In its telefilm version of the life of tabloid fave Roseanne Barr Pentland Arnold, Fox has chosen a bold, daring and unthinkable approach: It’s taken the story seriously. Fans of such films as “Valley of the Dolls” and “Mommie Dearest” should set their VCRs: This one’s a keeper.
According to “Unauthorized Biography,” Roseanne’s life story is yet another example of A Talented Gal Whose Life Wasn’t Easy But She Had a Dream, with the tale flashing back and forth among various periods in her life.
Was Tom Arnold a stabilizing force or a leech? Did her father abuse her? Is she irrational or just under a lot of pressure? Vidpic raises all of these issues in a sentence or two, but never explores them: The fingerprints of the legal department are everywhere on this project, including the title.
Pic was rushed on the air to beat NBC’s version, which is skedded to air Halloween night — supply your own punchline here — and “An Unauthorized Biography” sometimes looks so hurried, it seems like the producers simply filmed the rehearsals.
The vidpic covers all the big events. Teen Roseanne gets hit by a car, with the hood ornament embedded in her skull. She joins a commune, but she and hubby Bill leave when they are reprimanded, “You guys are bogarting the bathtub.” After being told, “You know, you’ve got a good sense of humor, Roseanne,” she begins standup comedy.
The last third of the pic entails tabloid stuff: backstage battles on the sitcom, the reunion with a daughter she gave up for adoption, allegations of incest and the separation from Tom Arnold.

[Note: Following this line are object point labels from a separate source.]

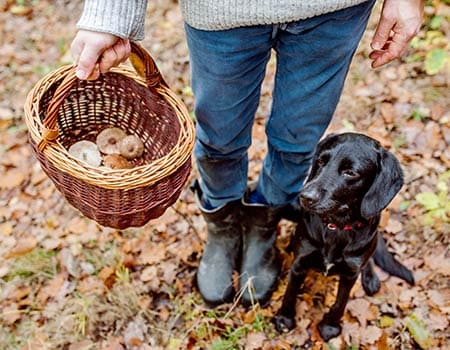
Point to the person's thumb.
(382, 33)
(89, 56)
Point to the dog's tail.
(384, 259)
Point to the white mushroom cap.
(86, 151)
(108, 140)
(116, 161)
(131, 147)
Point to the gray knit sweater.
(125, 18)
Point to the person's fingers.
(123, 49)
(395, 47)
(382, 33)
(108, 59)
(95, 73)
(87, 60)
(75, 49)
(114, 55)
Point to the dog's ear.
(385, 186)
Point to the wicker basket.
(61, 110)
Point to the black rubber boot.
(221, 254)
(260, 263)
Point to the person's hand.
(96, 52)
(400, 21)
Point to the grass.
(36, 265)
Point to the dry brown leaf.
(370, 334)
(360, 309)
(6, 229)
(11, 179)
(149, 273)
(438, 263)
(153, 253)
(255, 340)
(388, 112)
(11, 314)
(106, 272)
(113, 344)
(437, 321)
(82, 345)
(77, 225)
(24, 245)
(91, 284)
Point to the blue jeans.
(227, 70)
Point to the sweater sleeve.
(124, 18)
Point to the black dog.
(352, 180)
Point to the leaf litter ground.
(67, 283)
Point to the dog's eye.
(321, 162)
(350, 174)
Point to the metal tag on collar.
(331, 226)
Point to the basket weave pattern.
(61, 110)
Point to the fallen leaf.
(82, 345)
(437, 321)
(360, 309)
(13, 178)
(152, 253)
(370, 335)
(11, 314)
(255, 340)
(23, 246)
(418, 331)
(6, 229)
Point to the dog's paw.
(328, 331)
(284, 324)
(371, 284)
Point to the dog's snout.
(309, 196)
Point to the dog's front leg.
(330, 326)
(285, 320)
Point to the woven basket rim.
(142, 175)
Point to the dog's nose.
(309, 196)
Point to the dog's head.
(351, 173)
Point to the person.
(229, 44)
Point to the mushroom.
(116, 161)
(108, 140)
(131, 147)
(86, 151)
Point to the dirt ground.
(68, 283)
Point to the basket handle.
(143, 64)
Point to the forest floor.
(68, 283)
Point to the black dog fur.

There are several comic highlights here, including a pour-her-heart-out session with her shrink, and a climactic wrestling match between Tom and Roseanne.

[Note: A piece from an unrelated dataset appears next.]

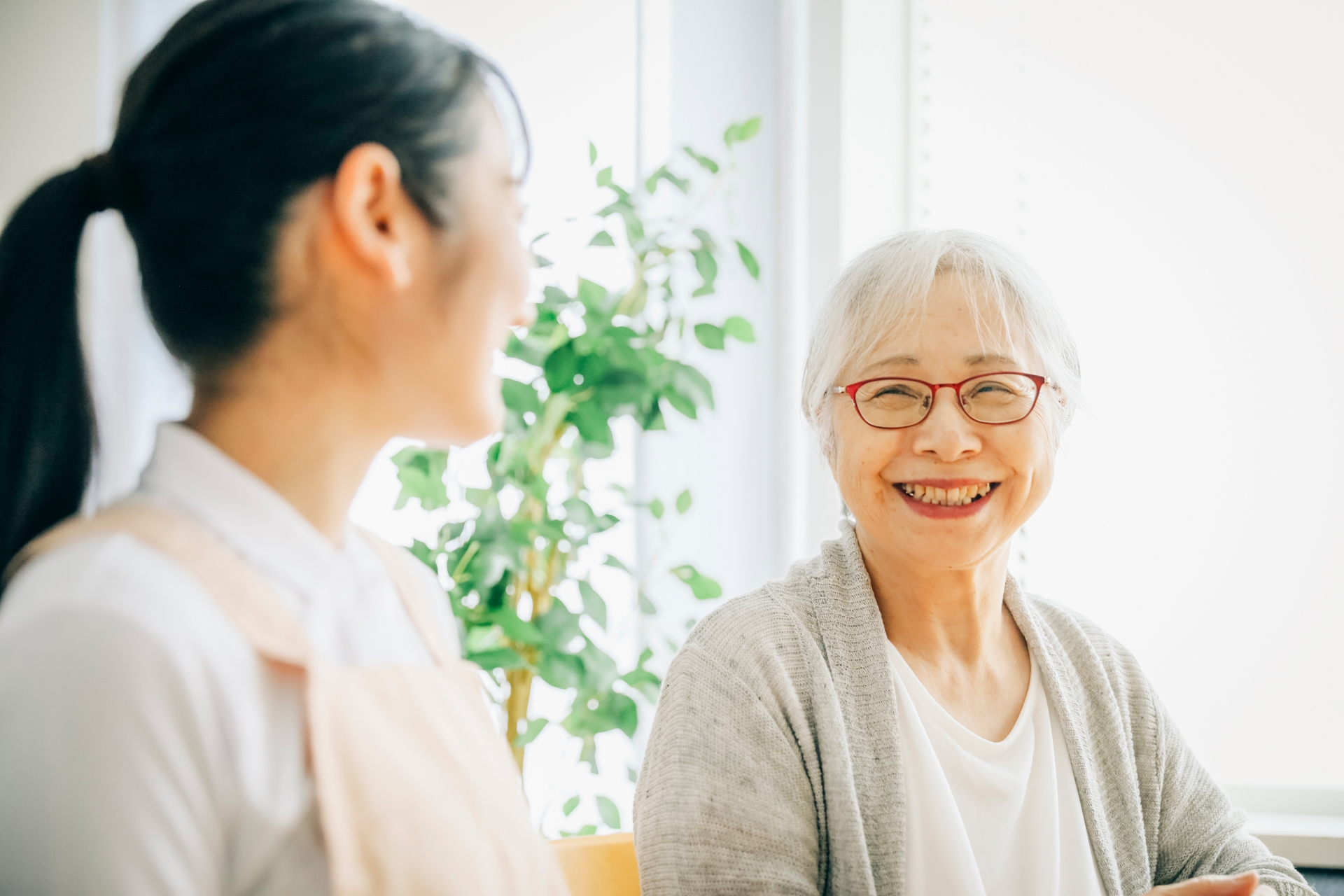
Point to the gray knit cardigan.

At one point, Denny Dillon, as Roseanne, chews gum; at another moment, David Graf, as Tom Arnold, shakes his leg. Other than that, there are no real attempts at imitating the well-known celebs.
In a role that requires her to go from rage to fun loving to anguish, Dillon displays an amazing range of brown wigs.
Show was written by Karen Harris, directed by Paul Schneider, produced by Carol Trussell and exec produced by Patrick Faulstich. Heck, they’re trying to make a living, so there’s no point in dwelling on the artistic merits of their work.
There is one hilariously brazen moment: As Roseanne and Tom watch TV, she laments, “Did you ever figure out how they get this crap on the air?” You can supply your own punchline here too.